Ci porta l’esempio di uno dei palazzi in questione?

Parliamo del più famoso, la Loggia Giuratoria, costituita dai locali dove si riunivano i giurati e il sindaco. Distrutta dal terremoto del 1693, fu ricostruita e abbellita con notevoli mascheroni. L’incarico per gli ornamenti in pietra bianca fu dato all’intagliatore Diego Flavetta. Il risultato, ancora oggi, è sotto gli occhi di tutti: mascheroni tutti diversi tra di loro.
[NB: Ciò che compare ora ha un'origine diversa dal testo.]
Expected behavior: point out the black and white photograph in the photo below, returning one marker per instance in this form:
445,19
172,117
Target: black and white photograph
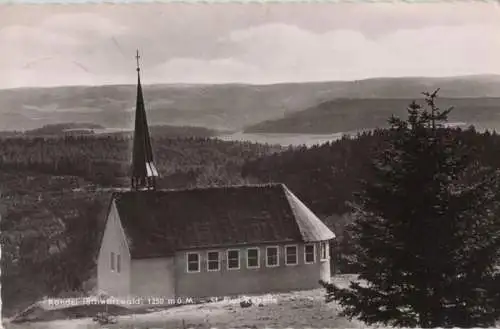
208,165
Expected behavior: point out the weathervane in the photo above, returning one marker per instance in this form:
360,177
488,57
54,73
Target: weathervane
137,58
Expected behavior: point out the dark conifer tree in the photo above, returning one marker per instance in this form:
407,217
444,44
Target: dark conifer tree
426,232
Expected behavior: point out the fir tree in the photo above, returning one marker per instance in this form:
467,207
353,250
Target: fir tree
426,232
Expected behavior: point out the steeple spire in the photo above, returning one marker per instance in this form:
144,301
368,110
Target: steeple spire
143,168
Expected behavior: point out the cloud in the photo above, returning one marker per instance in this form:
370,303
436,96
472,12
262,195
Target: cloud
280,52
86,48
62,49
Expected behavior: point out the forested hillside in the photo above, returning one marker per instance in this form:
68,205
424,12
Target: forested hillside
350,114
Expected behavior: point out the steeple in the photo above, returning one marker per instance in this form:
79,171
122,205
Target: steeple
143,168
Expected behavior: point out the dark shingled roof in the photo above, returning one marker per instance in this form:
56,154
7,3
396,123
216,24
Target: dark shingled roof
158,223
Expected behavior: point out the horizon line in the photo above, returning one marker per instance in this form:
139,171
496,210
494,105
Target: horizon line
493,75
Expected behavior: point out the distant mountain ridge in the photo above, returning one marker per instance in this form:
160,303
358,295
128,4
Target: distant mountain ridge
342,115
222,107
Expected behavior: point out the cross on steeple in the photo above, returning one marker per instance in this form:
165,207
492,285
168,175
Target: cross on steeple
137,57
143,169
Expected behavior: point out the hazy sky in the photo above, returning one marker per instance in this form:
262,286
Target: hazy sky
45,45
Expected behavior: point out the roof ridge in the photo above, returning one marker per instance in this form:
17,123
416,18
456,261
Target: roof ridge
204,188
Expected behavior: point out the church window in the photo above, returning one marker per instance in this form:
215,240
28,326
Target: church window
324,250
112,261
272,256
309,253
291,255
213,261
193,262
233,259
253,257
118,263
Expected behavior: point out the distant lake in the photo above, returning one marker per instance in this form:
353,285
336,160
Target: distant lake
283,139
299,139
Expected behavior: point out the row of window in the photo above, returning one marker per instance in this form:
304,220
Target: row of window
253,257
115,262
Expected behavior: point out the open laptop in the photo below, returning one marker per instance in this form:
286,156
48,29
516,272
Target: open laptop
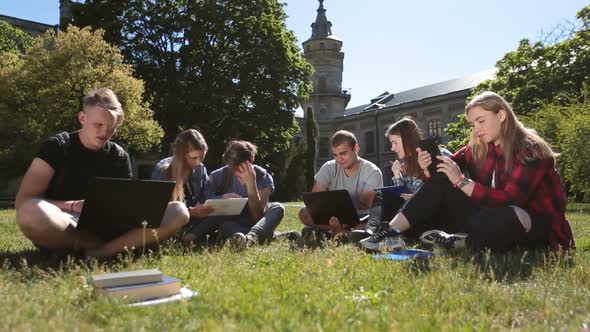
115,206
325,204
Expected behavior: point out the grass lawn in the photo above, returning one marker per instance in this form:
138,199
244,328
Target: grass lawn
284,287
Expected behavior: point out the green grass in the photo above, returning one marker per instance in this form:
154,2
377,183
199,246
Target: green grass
280,287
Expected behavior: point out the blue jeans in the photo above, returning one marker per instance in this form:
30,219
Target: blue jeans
230,225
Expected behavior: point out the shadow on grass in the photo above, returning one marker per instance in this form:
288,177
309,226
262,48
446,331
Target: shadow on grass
514,266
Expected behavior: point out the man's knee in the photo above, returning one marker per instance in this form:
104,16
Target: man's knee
305,217
277,209
176,214
32,217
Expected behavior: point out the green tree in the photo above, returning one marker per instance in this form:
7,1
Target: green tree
227,67
311,142
537,74
42,91
459,132
13,40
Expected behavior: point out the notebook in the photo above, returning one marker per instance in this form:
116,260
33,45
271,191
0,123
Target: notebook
115,206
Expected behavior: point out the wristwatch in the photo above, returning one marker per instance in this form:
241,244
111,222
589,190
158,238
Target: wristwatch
463,182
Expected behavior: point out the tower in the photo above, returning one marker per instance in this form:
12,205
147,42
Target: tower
323,51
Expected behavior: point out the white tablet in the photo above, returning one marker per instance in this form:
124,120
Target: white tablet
227,206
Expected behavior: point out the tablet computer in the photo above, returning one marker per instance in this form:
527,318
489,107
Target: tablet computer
226,206
431,145
325,204
395,190
114,206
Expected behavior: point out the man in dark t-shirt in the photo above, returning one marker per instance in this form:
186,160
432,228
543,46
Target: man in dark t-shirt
52,192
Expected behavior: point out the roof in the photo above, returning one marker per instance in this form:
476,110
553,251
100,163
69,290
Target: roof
424,92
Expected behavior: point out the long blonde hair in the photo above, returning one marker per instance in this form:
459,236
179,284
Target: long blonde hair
179,170
517,140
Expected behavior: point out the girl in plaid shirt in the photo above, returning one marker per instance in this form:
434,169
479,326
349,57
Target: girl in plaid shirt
501,191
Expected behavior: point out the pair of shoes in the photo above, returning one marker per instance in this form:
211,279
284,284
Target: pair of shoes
291,236
239,241
357,235
384,240
442,239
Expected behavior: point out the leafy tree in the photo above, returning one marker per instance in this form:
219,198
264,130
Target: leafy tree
13,40
311,140
537,74
228,67
459,132
42,92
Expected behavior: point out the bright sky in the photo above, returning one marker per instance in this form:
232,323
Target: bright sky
394,45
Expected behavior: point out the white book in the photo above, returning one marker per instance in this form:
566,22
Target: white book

La pietra bianca usata arrivava ad Acireale da Siracusa via mare presso il porticciolo di Santa Maria La Scala. Da qui su carri trainati da buoi veniva portata in un capanno, posto forse nella strada delle Maestranze, l’attuale via Romeo, dove il Flavetta, aveva la sua bottega. Certo la Loggia Giuratoria non è l’unico palazzo di pregio. Sono da sottolineare il palazzo Davì, il palazzo Modò dove vi fu ospite la regina Anna d’Orleans a seguito di Vittorio Amedeo II re di Sicilia. Il re, invece, fu ospite nell’attiguo palazzo Costa Grimaldi.

Palazzo Modò fu abbattuto in parte dal terremoto del 1693 e ricostruito nel 1698, . Nei primi anni del Novecento i proprietari adibirono il pianterreno a teatro. Rimane l’insegna “Eldorado” con la maschera rifacentesi al teatro greco, ancora oggi si mostra in tutta la sua ricchezza e opulenza. C’è poi la via Dafnica,  la via Currò, la via Geremia, piazza Grassi,  piazza San Domenico e altri luoghi dove possiamo ammirare balconi riccamente decorati con mascheroni.
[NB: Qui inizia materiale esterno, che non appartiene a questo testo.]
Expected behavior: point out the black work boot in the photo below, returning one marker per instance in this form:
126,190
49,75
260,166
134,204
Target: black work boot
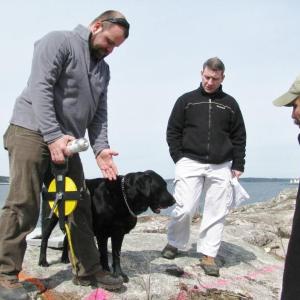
102,279
12,289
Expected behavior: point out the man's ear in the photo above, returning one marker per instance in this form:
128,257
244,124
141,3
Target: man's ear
96,26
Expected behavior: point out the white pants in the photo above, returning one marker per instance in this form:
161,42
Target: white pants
191,179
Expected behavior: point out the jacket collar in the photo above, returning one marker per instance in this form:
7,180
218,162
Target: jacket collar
217,93
83,32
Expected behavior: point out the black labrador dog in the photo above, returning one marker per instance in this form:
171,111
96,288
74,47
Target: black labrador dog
115,206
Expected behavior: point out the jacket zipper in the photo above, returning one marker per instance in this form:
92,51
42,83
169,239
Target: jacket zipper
209,128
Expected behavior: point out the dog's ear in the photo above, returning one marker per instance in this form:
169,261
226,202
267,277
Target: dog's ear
144,184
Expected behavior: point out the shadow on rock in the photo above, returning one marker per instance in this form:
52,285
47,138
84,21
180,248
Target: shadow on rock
231,255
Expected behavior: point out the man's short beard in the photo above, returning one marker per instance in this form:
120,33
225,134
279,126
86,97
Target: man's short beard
96,52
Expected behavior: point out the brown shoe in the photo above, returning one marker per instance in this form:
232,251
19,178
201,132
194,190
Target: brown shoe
102,279
169,252
209,266
12,289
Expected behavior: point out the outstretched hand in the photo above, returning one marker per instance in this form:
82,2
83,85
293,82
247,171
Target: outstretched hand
236,173
58,149
106,163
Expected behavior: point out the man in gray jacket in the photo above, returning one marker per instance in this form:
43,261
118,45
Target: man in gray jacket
66,95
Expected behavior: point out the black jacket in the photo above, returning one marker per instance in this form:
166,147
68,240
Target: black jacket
208,128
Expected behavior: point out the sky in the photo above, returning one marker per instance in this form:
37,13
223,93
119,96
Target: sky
169,40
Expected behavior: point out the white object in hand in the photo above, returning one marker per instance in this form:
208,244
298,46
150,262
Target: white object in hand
78,145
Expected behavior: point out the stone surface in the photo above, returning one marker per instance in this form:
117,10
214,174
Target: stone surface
251,259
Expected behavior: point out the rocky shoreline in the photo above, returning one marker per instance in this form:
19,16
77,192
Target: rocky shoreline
251,259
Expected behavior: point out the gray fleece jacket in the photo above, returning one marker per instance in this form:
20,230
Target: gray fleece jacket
67,90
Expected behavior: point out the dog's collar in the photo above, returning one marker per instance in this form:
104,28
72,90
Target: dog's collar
125,197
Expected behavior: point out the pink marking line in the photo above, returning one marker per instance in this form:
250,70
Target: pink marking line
98,294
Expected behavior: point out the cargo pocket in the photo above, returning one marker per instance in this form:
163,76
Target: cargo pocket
5,137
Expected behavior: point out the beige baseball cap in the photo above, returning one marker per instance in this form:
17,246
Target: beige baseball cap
287,98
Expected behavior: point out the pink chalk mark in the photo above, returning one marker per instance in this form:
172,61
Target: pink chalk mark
98,294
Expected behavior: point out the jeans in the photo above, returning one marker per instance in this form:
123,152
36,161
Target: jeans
29,163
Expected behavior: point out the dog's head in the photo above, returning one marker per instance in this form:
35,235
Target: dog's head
147,189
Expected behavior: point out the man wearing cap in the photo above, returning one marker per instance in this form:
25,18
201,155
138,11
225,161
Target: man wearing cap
290,285
66,95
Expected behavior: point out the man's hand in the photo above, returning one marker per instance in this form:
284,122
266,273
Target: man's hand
106,164
236,173
58,149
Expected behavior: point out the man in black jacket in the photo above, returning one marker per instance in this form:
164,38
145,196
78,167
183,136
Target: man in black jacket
207,139
290,286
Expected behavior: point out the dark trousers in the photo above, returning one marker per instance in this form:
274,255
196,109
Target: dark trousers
29,162
291,282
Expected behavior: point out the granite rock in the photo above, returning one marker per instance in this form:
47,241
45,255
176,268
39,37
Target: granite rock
251,259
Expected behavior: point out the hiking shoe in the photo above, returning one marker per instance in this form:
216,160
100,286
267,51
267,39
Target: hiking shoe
12,289
102,279
169,252
209,266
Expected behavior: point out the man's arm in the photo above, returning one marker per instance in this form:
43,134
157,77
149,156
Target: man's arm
175,130
99,141
49,57
238,139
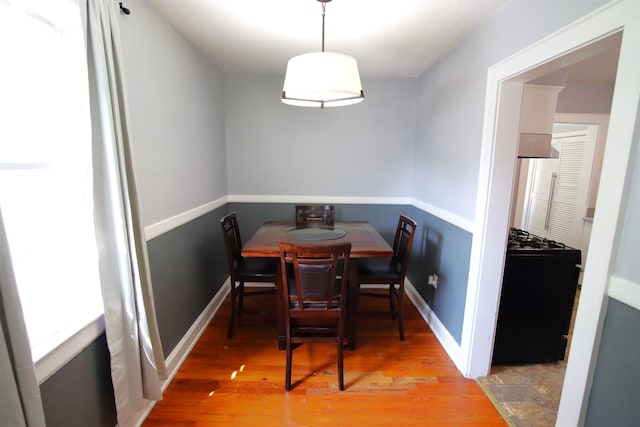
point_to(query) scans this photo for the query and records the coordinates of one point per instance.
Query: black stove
(520, 239)
(538, 290)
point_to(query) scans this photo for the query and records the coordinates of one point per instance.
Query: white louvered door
(539, 197)
(559, 189)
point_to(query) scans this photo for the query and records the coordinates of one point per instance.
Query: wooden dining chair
(391, 271)
(315, 304)
(244, 269)
(315, 216)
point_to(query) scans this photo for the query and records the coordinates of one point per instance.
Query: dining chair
(315, 216)
(315, 307)
(244, 269)
(391, 271)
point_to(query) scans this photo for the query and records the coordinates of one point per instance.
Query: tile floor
(529, 395)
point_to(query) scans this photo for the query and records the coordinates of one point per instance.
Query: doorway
(504, 89)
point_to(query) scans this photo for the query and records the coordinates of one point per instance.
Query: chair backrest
(316, 277)
(402, 242)
(314, 216)
(232, 241)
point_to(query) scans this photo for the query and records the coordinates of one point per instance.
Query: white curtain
(137, 361)
(20, 402)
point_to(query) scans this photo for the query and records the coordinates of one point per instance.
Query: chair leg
(392, 300)
(240, 293)
(232, 317)
(287, 380)
(401, 312)
(340, 365)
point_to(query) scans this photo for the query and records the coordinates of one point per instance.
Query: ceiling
(392, 38)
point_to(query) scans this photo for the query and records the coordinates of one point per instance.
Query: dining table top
(365, 240)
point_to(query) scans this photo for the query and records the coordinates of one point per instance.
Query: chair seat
(378, 270)
(254, 269)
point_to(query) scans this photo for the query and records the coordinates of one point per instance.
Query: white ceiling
(392, 38)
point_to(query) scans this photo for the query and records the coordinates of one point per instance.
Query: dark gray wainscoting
(188, 266)
(614, 395)
(439, 247)
(444, 249)
(81, 393)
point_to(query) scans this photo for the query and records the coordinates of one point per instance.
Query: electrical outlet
(432, 280)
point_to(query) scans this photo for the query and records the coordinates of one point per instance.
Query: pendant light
(322, 79)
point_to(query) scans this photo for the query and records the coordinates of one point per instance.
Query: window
(45, 168)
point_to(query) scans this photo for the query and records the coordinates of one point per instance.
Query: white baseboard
(180, 353)
(442, 334)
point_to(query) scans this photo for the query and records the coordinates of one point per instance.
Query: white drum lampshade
(322, 79)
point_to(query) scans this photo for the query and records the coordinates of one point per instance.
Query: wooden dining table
(365, 241)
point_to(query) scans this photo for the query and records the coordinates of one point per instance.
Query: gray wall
(277, 149)
(177, 119)
(614, 394)
(176, 111)
(452, 94)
Nel Barocco di Acireale qual è la caratteristica specifica dei mascheroni?

La lavorazione della pietra lavica è la caratteristica  rappresentativa del versante orientale dell’Etna. La lava, in tutta la Sicilia orientale, viene usata in lastre, mentre il suo impiego decorativo è circoscritto alle zone etnee. Non tutti i “lapidum incisores” sapevano lavorare la pietra di fuoco, come viene definita la lava da alcuni. La lavorazione della pietra lavica, senza strumenti meccanici era molto faticosa e complessa da incidere, era necessaria forza e particolare abilità per levigarla e modellarla. Nei mascheroni di lava viene espresso l’essenziale. Sentimento dominante ci sembra essere l’atteggiamento apotropaico, terrifico e minaccioso.
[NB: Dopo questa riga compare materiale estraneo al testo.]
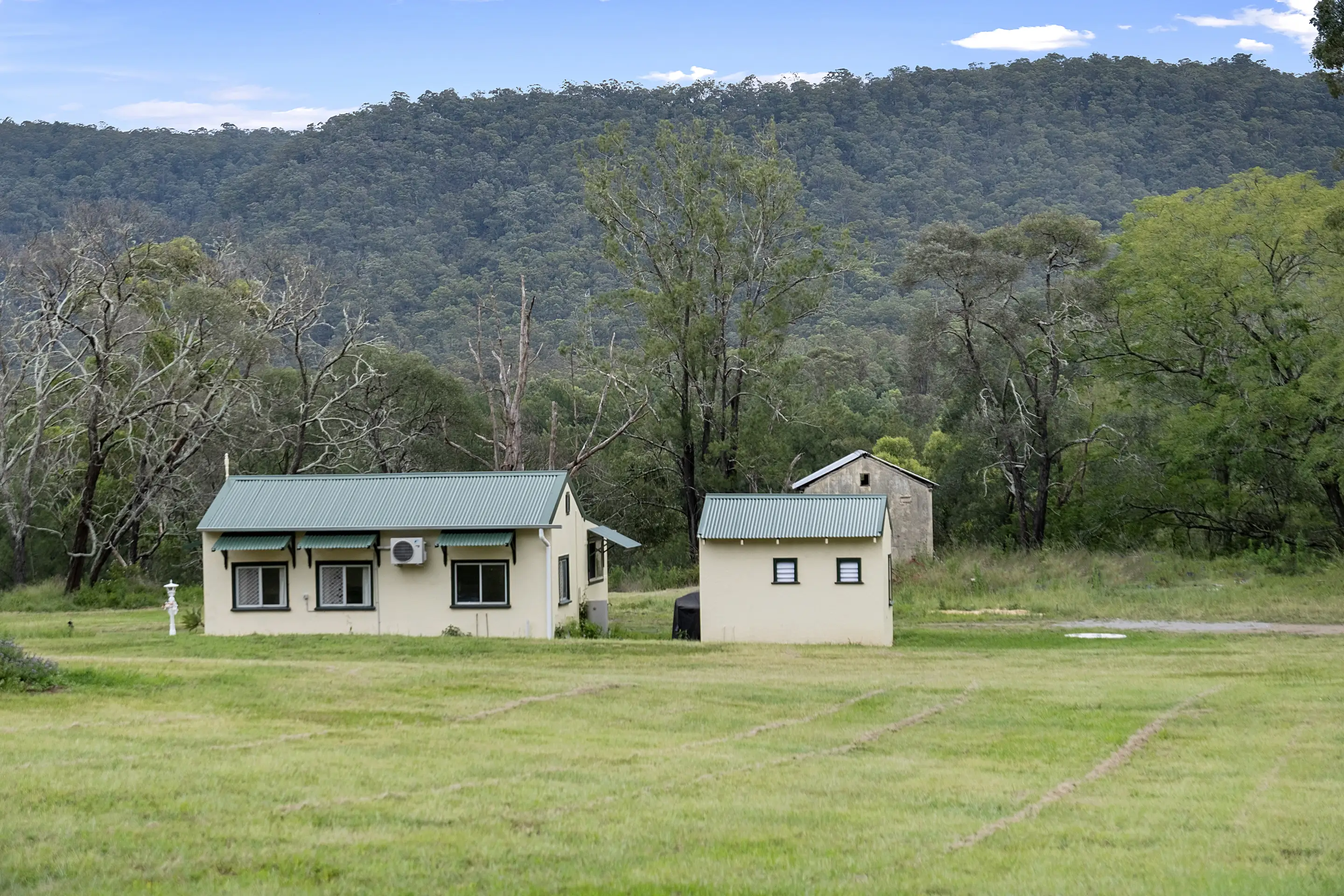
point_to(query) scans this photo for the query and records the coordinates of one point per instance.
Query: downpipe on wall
(550, 612)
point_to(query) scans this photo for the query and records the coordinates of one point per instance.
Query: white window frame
(323, 603)
(858, 570)
(257, 569)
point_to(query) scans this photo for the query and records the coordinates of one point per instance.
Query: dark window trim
(342, 608)
(839, 560)
(566, 582)
(233, 586)
(509, 588)
(601, 553)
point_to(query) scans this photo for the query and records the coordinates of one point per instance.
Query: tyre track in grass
(545, 698)
(488, 782)
(1271, 777)
(862, 741)
(1111, 763)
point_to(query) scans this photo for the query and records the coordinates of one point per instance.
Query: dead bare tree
(506, 386)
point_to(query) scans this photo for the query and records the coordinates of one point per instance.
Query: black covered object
(686, 617)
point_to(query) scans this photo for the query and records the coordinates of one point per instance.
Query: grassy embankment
(351, 765)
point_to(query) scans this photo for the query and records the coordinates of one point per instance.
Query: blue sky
(189, 63)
Naturalmente, questi citati, sono pochi esempi, ma rendono l’idea della ricchezza e del benessere di cui godeva nel seicento e nel settecento Acireale. I mascheroni e gli ornamenti oltre a rappresentare un decoro fastoso e teatrale, rappresentavano anche la misura del potere e della ricchezza del proprietario del palazzo.